Using WebKit in Your Desktop Application

Benjamin Meyer

Issue #171, July 2008

Include Web content in your desktop application with WebKit.

Qt always has included the ability to render basic HTML and download files with HTTP. With the release of version 4.4.0, this has been taken to a whole new level with the inclusion of WebKit. Developers who use Qt now can utilize WebKit for everything—from simple HTML document viewers to full-blown Web browsers. Trolltech always has been known for creating high-quality APIs that are easy and intuitive to use, and this is just as true with QtWebKit, the integration of WebKit with Qt.

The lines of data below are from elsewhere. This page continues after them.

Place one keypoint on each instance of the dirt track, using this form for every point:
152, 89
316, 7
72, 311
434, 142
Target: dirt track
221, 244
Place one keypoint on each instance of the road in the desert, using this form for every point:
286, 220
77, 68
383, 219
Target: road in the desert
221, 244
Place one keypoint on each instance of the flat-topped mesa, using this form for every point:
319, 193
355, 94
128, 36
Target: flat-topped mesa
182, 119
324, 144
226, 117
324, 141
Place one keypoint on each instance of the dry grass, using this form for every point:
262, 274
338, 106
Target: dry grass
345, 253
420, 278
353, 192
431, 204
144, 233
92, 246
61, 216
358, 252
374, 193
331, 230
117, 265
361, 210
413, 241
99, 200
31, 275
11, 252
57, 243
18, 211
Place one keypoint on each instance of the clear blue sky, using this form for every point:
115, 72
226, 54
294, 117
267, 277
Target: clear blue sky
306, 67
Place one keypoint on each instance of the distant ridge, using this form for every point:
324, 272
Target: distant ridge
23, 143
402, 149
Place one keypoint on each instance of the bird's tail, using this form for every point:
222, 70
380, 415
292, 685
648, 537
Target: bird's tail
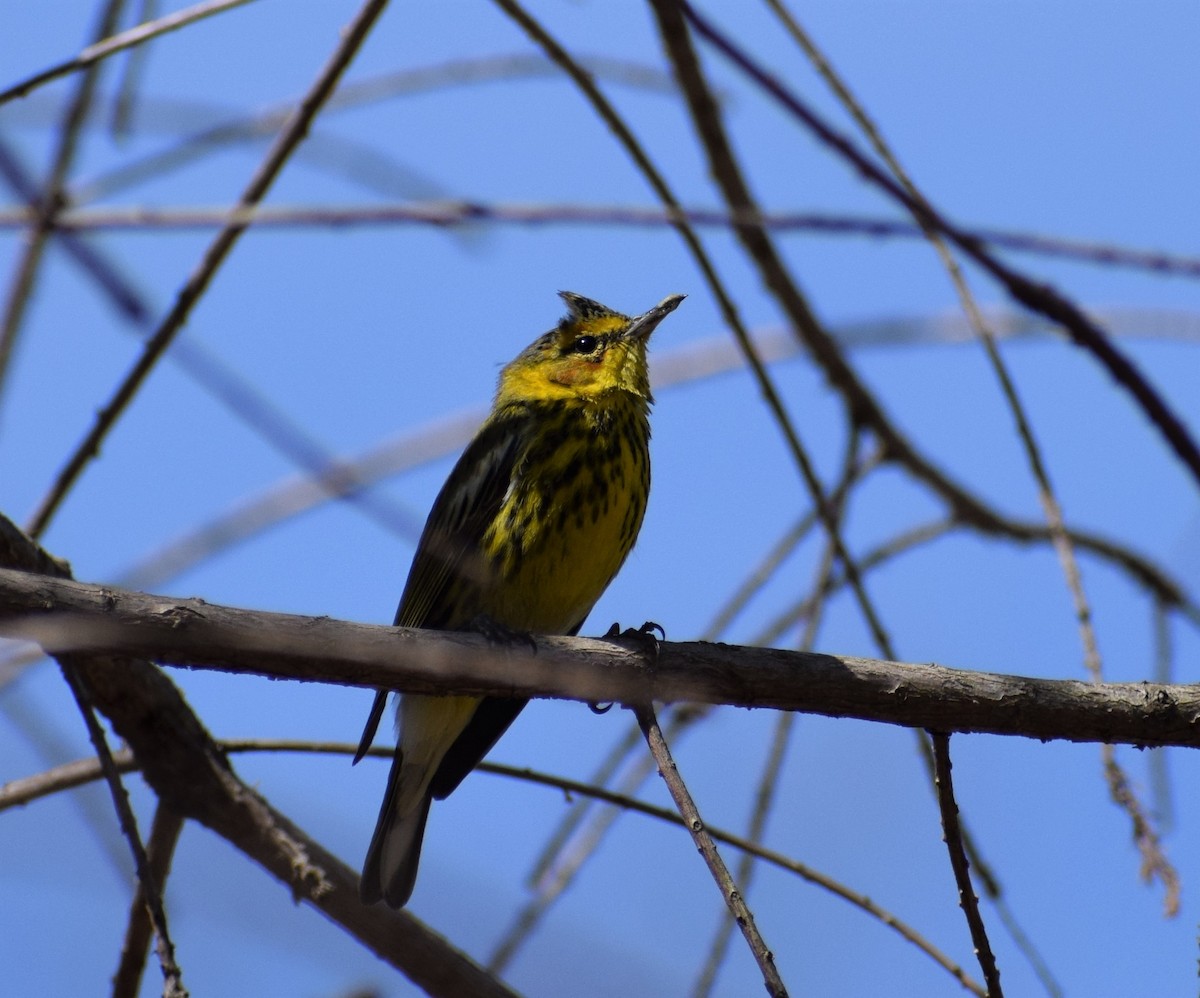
389, 871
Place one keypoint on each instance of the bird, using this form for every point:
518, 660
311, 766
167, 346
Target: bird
532, 524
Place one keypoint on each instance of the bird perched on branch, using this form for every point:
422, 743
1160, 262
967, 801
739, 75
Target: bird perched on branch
529, 529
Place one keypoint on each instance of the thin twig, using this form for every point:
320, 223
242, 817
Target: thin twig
24, 280
148, 884
1153, 858
1039, 298
75, 774
768, 780
703, 840
952, 834
447, 212
292, 134
165, 834
120, 120
111, 46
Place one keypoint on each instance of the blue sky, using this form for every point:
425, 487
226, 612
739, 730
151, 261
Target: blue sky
1068, 119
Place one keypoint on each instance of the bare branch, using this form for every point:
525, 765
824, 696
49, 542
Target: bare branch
700, 835
952, 831
293, 132
102, 49
72, 617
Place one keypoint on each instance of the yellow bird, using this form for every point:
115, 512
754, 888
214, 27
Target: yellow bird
529, 529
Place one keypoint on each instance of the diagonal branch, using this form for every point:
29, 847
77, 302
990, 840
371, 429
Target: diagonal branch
191, 774
291, 136
70, 617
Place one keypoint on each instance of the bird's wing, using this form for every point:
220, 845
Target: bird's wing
443, 583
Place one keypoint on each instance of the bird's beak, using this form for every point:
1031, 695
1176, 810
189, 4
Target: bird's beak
645, 324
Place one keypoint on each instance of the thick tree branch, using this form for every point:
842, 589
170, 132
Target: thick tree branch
190, 773
70, 618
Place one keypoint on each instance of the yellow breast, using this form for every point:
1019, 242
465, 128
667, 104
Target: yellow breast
570, 518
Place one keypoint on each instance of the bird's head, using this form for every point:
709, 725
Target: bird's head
592, 353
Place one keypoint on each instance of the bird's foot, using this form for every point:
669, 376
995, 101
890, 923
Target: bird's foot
643, 637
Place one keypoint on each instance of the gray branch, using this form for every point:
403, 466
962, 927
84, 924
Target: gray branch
67, 617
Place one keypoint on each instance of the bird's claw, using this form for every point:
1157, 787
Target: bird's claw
643, 637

The WebKit rendering engine is used by Safari and has its roots in the KDE Project's KHTML engine, which drives the Konqueror Web browser. Licensed under the LGPL, this open-source engine has been praised for its performance and low memory usage. It was the ideal choice for small devices, such as the Nokia S60 and the iPhone. Beyond Web browsers, WebKit is used by many applications, including Adium, Colloquy, MSN Messenger and Mac OS X's Dashboard. With the addition of the Qt port to WebKit, there no doubt will be many more cross-platform applications in the near future that take advantage of this engine.

Figure 1. Designer lets you easily create forms with widgets, including WebKit.

QtWebKit provides developers with a handful of useful classes. At the very top level, there is QWebView, which is a QWidget with a number of convenience functions, such as setUrl(), loadProgress() and reload(). Inside Qt Designer, the GUI builder for Qt applications, you even can drag a QWebView into a form and set the URL. QWebView is built on top of QWebPage, which contains the Web content, history and settings. QWebPage is not a widget, but was built to be used on many surfaces, including QGraphicsView, Qt's canvas widget. Supporting QWebView and QWebPage are classes that let you build plugins, access the page history and walk the frames.

A lot of the fun of having WebKit in your application is having it pull content from the Internet. Qt 4.4.0 introduces new networking classes, including an all new HTTP implementation. QNetworkAccessManager handles all network requests and replies with support for HTTP 1.0, 1.1 and SSL. A custom cookie jar and proxy configuration also can be set. Qt's source code includes a demo browser and example applications that show off how to use many of the features of these classes.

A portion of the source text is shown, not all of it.